J’aime ton odeur, ta saveur Léon
T’es pas beau Léon
T’as les cheveux longs
Mais je t’ai dans la peau
Mais je t’ai dans la peau
Mais je t’ai dans la peau, Léon
Je ne suis pas jolie, jolie
Nous ne sommes pas beaux, beaux, beaux
Mais contre toi, moi je grille
Tu me fous le feu à la peau
T’as p’t-êt’ pas des bras d’athlète
T’as p’t-êt’ pas l’torse velu
Mais j’adore tes mirettes, qui se brouillent
Quand tu m’dis
Qu’tu m’as dans la peau Léon
Qu’tu m’as dans la peau Léon
Qu’tu m’as dans la peau Léon
Léon, Léon, Léon, Léon

Mais voilà, mais voilà
Qu’un soir au cinérama
Au ciné en longueur
Sur l’écran exhibiteur
Une femme un serpent
Une chatte mollement
Etendue plus que nue
T’a ému
Cette femme plus que nature
En couleurs plus que pures
Cette roulure sans pelure
Qui roulait en voiture
Cette glue, ce serpent
Cette chatte mollement
S’est glissée, s’est lovée
Au creux de ta peau Léon
Tu l’as dans la peau Léon
Tu l’as dans la peau Léon
Tu l’as dans la peau Léon
Léon, Léon, Léon, Léon

Depuis tu prends des airs rêveurs, Léon
Pourquoi mon Léon?
T’es plus mon Léon
Pour une étoile dont la peau
N’est qu’un rayon, un halo
Nébuleuse vapeur sans chaleur
J’aurai ta peau Léon
J’aurai ta peau Léon
J’aurai ta peau Léon
Léon, Léon, Léon, Léon

Ce fut voluptueusement,
Sans cri, ni geste, ni adieu
Qu’tu basculas dans le néant
Tu n’auras pas vécu bien vieux
C’n’était qu’une p’tite écorchure
Sur la peau de ta figure
Que tu te fis au rasoir,
J’l’avais mouillée de curare
J’ai eu ta peau Léon
J’ai eu ta peau Léon
J’ai eu ta peau Léon
Léon, Léon, Léon, Léon.

Serge Rezvani (né en 1928). La peau Léon (vers 1962)

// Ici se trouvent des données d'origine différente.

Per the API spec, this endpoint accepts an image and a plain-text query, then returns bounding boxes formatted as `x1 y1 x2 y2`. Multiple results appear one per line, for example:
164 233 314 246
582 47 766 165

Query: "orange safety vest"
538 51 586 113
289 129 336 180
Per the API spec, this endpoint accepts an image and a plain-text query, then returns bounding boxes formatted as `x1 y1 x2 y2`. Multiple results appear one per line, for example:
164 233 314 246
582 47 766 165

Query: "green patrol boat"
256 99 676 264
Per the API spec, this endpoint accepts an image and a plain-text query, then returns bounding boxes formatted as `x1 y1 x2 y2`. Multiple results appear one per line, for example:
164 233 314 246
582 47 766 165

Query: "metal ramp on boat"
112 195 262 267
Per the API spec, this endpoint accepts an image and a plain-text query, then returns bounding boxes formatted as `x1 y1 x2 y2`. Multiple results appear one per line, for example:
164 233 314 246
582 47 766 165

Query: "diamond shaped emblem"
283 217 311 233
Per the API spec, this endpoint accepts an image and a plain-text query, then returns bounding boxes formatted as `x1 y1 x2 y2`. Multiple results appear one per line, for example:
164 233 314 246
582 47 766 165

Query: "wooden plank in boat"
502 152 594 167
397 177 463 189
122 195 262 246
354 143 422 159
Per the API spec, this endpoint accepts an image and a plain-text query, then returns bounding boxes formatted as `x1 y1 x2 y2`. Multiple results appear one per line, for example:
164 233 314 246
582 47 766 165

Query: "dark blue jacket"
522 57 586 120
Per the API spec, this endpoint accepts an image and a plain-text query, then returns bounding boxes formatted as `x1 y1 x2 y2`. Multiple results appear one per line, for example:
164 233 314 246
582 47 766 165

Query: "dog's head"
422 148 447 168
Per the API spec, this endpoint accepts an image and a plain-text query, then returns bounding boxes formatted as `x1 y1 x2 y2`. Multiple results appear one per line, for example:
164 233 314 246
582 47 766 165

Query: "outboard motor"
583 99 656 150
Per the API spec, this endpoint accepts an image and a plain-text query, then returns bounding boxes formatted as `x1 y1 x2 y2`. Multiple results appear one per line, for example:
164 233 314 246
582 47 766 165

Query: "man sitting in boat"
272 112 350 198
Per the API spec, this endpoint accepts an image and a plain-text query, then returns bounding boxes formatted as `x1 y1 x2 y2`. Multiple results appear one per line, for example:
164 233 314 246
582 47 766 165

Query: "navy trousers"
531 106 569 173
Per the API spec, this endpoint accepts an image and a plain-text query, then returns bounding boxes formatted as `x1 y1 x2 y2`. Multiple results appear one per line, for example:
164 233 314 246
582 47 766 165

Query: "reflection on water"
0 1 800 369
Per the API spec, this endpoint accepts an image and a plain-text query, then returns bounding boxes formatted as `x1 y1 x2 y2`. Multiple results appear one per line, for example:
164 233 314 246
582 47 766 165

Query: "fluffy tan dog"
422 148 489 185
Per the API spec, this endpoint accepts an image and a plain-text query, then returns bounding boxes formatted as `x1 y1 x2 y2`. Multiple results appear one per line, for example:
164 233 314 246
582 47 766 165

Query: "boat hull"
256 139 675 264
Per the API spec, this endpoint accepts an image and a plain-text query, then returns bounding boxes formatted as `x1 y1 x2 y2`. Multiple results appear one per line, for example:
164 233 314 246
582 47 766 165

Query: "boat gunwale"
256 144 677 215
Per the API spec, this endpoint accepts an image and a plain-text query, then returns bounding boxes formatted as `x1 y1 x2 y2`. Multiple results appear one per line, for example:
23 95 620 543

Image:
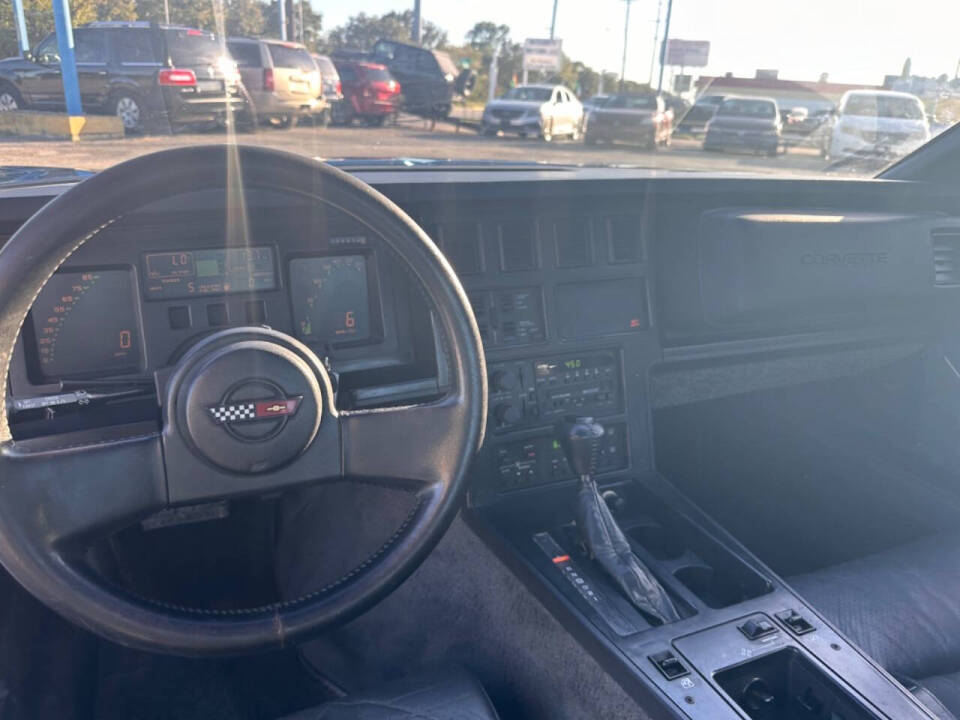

Estranha forma de vida • Maria João & Aki Takase

5 Mai 2025

Le fameux Estranha forma de vida d’Amália Rodrigues, repris en concert par deux musiciennes de jazz en 1988 : la chanteuse portugaise Maria João et la pianiste japonaise Aki Takase.

Maria João (née en 1956) & Aki Takase [高瀬アキ] (née en 1948)Estranha forma de vida. Amália Rodrigues, paroles ; Alfredo Marceneiro, musique (Fado Bailado).
Maria João, chant ; Aki Takase, piano.
Enregistrement public : Leverkusen (Allemagne), Forum, 24 octobre 1987.
Extrait de l’album Looking for love : Live at the Leverkusen jazz festival / Maria João, Aki Takase. Allemagne, Enja records, ℗ 1988.

Foi por vontade de Deus
Que eu vivo nesta ansiedade
Que todos os ais são meus,
Que é toda a minha saudade
Foi por vontade de Deus.

C’est Dieu qui a voulu
Que je vive dans cette inquiétude
Que toutes les plaintes soient miennes
Que toute la saudade soit mienne
C’est Dieu qui l’a voulu.
Que estranha forma de vida
Tem este meu coração
Vive de vida perdida
Quem lhe daria o condão?
Que estranha forma de vida.

Étrange façon de vivre
Que celle de mon cœur :
Vivre une vie d’égarement,
Être sans emprise sur soi-même,
Étrange façon de vivre.
Coração independente
Coração que não comando
Vives perdido entre a gente
Teimosamente sangrando
Coração independente.

Cœur indépendant,
Cœur désobéissant,
Tu vis perdu dans le monde,
Tu saignes, obstinément,
Cœur indépendant.
Eu não te acompanho mais
Para, deixa de bater
Se não sabes onde vais,
Porque teimas em correr?
Eu não te acompanho mais.

Je ne t’accompagne plus.
Arrête-toi, cesse de battre.
Si tu ne sais pas où tu vas
Pourquoi t’obstiner à courir ?
Moi, je ne t’accompagne plus.

Amália Rodrigues (1920-1999). Estranha forma de vida (19??).
Amália Rodrigues (1920-1999). Étrange façon de vivre, traduit de Estranha forma de vida (19??), par L. & L.